Luisa: Há vários tipos de células diferentes no cérebro divididas em dois grupos principais, os neurônios e as células gliais. As primeiras são responsáveis pela transmissão do impulso nervoso e quando morrem não se regeneram, daí a importância de proteger em fases precoces da vida. As segundas fornecem suporte metabólico e são também cruciais na transmissão de sinal já que regularizam e normalizam a função das primeiras quando algo funciona mal de modo proteger ao máximo. Ainda não sabemos se a morte dos neurônios ocorre primeiro ou se há problemas nas células gliais primeiro e estas deixam de conseguir reparar a função dos neurônios. De qualquer modo, há alterações nestes dois tipos com o envelhecimento.

SRzd: Existe algum produto que se ingerido pela pessoa, pode causar ainda mais esta perda de memória, ou só tem a ver mesmo com o envelhecimento?

Luisa: Sim, como disse na questão 2) há vários fatores de risco. Em algumas situações por exemplo na doença de Parkinson que afeta sobretudo neurônios que controlam a função motora, sabemos que a exposição a alguns pesticidas é um fator de risco enorme.

SRzd: Existe algum estudo já realizado que prevê que mesmo com o envelhecimento, a pessoa possa ainda estar bem e não venha a perder a memória?

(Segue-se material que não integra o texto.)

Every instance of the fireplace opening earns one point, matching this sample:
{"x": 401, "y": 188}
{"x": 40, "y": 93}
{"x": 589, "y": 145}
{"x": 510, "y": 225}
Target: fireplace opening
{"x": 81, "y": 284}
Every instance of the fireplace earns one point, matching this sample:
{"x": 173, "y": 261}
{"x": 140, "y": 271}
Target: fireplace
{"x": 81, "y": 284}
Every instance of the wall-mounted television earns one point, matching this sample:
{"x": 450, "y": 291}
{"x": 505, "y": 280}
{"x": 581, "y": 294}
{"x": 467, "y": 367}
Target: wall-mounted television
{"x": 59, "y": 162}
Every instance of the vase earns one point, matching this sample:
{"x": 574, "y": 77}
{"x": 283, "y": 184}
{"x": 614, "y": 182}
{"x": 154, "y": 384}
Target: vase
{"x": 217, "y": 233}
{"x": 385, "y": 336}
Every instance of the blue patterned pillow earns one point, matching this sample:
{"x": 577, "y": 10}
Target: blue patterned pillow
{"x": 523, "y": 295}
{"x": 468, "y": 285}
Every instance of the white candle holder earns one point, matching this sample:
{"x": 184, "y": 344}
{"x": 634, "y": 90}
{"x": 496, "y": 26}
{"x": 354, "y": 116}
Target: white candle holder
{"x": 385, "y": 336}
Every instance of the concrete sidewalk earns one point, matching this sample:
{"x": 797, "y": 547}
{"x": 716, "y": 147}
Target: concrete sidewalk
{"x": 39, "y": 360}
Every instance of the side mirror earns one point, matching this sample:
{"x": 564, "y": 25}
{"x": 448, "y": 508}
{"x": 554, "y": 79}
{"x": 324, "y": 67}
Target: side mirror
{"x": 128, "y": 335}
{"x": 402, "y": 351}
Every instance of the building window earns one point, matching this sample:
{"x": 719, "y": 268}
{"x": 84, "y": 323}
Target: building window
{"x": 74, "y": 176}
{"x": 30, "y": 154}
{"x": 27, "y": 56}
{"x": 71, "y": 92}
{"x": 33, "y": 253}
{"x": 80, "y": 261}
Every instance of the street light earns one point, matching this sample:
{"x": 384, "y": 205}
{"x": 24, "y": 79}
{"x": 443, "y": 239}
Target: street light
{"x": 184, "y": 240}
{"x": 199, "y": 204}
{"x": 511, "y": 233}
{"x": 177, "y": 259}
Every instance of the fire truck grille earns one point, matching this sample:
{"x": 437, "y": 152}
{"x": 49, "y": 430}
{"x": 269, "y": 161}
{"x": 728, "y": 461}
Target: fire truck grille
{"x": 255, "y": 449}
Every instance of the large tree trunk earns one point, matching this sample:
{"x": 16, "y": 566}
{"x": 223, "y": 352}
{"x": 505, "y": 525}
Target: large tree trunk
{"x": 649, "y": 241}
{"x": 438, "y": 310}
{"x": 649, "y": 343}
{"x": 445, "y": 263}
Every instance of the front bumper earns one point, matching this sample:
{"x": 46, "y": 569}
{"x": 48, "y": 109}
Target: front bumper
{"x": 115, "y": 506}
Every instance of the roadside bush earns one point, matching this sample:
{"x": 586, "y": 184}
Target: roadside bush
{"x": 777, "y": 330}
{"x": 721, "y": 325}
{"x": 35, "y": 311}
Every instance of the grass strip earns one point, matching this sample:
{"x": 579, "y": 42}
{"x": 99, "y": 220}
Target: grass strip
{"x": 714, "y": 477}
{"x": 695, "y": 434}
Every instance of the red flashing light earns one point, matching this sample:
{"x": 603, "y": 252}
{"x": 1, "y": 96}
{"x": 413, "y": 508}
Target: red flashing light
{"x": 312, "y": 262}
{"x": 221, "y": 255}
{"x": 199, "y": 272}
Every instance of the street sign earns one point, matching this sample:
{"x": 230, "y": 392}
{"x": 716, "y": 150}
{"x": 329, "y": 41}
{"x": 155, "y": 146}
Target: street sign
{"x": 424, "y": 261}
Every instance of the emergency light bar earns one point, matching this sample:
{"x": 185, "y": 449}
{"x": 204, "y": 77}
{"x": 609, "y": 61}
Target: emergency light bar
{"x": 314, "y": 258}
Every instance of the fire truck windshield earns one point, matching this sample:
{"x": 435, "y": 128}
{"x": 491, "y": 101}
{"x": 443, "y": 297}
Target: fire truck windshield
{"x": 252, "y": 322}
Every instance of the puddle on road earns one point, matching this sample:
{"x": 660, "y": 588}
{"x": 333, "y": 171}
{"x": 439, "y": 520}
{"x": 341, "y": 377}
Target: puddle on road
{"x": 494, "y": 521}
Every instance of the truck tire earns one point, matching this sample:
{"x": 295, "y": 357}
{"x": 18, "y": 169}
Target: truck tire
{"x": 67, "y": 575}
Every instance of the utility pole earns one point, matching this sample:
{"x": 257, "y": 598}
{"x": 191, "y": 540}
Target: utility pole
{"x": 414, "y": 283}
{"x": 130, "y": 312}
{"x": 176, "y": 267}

Luisa: Sim, há bastantes. O envelhecimento saudável não implica perda de memória, exceto nas situações que mencionei e que se reconhecem como muito graduais e facilmente distinguíveis da situação de doença.

SRzd: A partir de que idade esta perda poderá acontecer. Esta situação pode variar de pessoa a pessoa?

Luisa: Pode variar de pessoa para pessoa e depende dos vários fatores acima descritos. Por exemplo traumatismos cranianos ou lesões ao cérebro, ocorrência de acidentes vasculares cerebrais, doenças crônicas, sedentarismos, etc todos podem potenciar um envelhecimento acelerado do cérebro e consequente perda de memórias. As boas notícias é que sabemos muito sobre os fatores que podem prevenir e portanto estamos mais conscientes do que podemos alterar nos estilos de vida.